Being a mom is underrated. From a very young age, little girls all over the world covet reaching this peak in their lives. Unintentionally, we hurry the process of mothering.
Just think about it, how old were you when you got your first baby doll? How old was your sister? These dolls are not only cute little plastic pals; they are advanced in their upkeep these days. A "Baby Alive" doll talks, can use wet a diaper and even cry.
Although it is lighthearted, the thought of training a child for mothership so early scares me. However, I recognize and appreciate the value of motherhood and its ability to make a leader out of you.

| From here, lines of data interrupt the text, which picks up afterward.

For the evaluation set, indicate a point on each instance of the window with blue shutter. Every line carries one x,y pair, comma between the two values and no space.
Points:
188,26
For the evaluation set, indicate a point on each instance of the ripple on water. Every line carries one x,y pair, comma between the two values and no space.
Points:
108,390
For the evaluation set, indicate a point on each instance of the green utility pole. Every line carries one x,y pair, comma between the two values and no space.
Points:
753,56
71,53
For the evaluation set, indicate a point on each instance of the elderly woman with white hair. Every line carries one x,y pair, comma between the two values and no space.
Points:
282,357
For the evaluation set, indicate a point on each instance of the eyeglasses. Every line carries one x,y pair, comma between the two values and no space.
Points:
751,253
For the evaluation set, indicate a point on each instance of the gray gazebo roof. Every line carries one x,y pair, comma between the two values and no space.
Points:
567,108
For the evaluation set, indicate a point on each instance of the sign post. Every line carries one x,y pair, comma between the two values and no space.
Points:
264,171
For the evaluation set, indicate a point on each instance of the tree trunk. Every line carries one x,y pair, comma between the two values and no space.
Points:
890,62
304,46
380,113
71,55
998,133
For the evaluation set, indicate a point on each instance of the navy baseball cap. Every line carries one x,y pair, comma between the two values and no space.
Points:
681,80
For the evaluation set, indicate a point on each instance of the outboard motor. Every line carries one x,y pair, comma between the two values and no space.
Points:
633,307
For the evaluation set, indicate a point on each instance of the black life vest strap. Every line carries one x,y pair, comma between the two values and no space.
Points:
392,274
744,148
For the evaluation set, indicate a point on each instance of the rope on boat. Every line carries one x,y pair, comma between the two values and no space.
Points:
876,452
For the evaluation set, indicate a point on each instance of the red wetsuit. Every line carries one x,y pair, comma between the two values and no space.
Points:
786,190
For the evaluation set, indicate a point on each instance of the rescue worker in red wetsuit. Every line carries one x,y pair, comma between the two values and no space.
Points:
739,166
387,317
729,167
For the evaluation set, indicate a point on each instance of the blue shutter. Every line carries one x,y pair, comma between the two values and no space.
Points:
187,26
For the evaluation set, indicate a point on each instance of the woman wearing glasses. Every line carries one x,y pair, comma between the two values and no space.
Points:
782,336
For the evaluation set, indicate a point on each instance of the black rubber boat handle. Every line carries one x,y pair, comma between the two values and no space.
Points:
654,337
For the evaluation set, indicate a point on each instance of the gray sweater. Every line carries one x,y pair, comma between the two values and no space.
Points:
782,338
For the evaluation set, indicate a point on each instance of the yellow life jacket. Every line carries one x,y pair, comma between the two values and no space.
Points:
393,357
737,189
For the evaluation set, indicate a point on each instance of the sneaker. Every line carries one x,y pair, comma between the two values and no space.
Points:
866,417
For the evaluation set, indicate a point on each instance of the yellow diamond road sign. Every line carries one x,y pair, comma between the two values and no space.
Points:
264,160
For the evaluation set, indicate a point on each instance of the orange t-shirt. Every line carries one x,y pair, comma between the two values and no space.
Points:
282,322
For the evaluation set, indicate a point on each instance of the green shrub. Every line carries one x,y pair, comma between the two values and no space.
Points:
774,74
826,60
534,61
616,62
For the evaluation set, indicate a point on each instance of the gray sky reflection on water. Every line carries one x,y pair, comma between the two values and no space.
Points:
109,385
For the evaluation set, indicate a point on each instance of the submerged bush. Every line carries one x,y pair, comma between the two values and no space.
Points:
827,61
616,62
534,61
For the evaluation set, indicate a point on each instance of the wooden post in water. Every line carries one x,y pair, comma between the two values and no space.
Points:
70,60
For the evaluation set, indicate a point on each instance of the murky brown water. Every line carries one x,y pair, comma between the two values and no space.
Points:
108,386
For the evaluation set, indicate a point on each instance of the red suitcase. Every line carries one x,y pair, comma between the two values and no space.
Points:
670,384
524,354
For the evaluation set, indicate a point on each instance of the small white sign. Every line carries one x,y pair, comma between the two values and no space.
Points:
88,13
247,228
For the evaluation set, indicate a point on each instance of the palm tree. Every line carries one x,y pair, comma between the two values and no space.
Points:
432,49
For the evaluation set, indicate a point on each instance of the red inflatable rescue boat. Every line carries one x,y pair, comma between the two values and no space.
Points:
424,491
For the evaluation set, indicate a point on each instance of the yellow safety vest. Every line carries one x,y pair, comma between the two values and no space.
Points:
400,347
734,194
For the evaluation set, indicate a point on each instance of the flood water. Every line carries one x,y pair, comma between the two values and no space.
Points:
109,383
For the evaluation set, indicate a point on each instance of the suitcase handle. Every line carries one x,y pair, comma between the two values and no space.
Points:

I am a Mom of a fantastic little girl. She is named after my husband and I's favorite French city that we've never visited. She is my hope and my future but forces me to live in the present. We have been intentional about her toys, her meals, her schedule and her influences. While she does enjoy Bubble Guppies, I am sure not to give her too much screen time. I want to protect her curiosity. I want to protect her development curve. I want to protect her.
You see the role of a Mom is one that is met with expectancy and urgency. If you aren’t careful, you will be consumed by what could happen instead of what is occurring right in front of your face. Mom’s are present leaders. Their magic is in their ability to be in the moment and remain calm even in the midst of chaos.
The price of motherhood is high and many times undervalued. This does not negate the priority of the position or the fact that a mother’s job is never done. We can learn a lot from these leaders, our mom’s.
Take some time and chat with your Mom. Find out how she does what she does. Find out where her strength comes from. Search her routine, rituals, and rhythm. I am confident you will see something you didn’t see before because Mom’s are magic. Perhaps that’s just it. Maybe you learn that you are magic too.
Maybe you are reading this and you don’t have a Mom. It could be that you don’t have a Dad either. Look to however you feel is raising you. Perhaps that is a grandparent, aunt, uncle or older sibling. I am sure they have some magic they could sprinkle on you too.
The First Lady
Mrs. Michelle Obama. How we miss you.
When President Barack Obama was elected, it was a shot heard round the world.
I remember being in my dorm room on election night riddled with fear. I was afraid of him being elected. I was scared of him not being elected. As I sat in my fear awaiting the confirmation, I drifted asleep. Shortly after his win was announced, I was awakened by a brief congratulatory cheer sounding from outside my window. The joy soon dulled by an onslaught of boos. And just like that, I was confronted with where I was.
Physically, I was on the campus of a predominately white university, and emotionally I was still captive. In the days that followed emotionally, I was afraid to be visually happy for the election of our first black president. I was equally afraid to acknowledge my fear for his life.
I remember watching the First Lady on screen in full admiration of her husband. She beamed with excitement. Not an ounce of fear was present. Not on November 4, 2008, and not one day throughout his presidency.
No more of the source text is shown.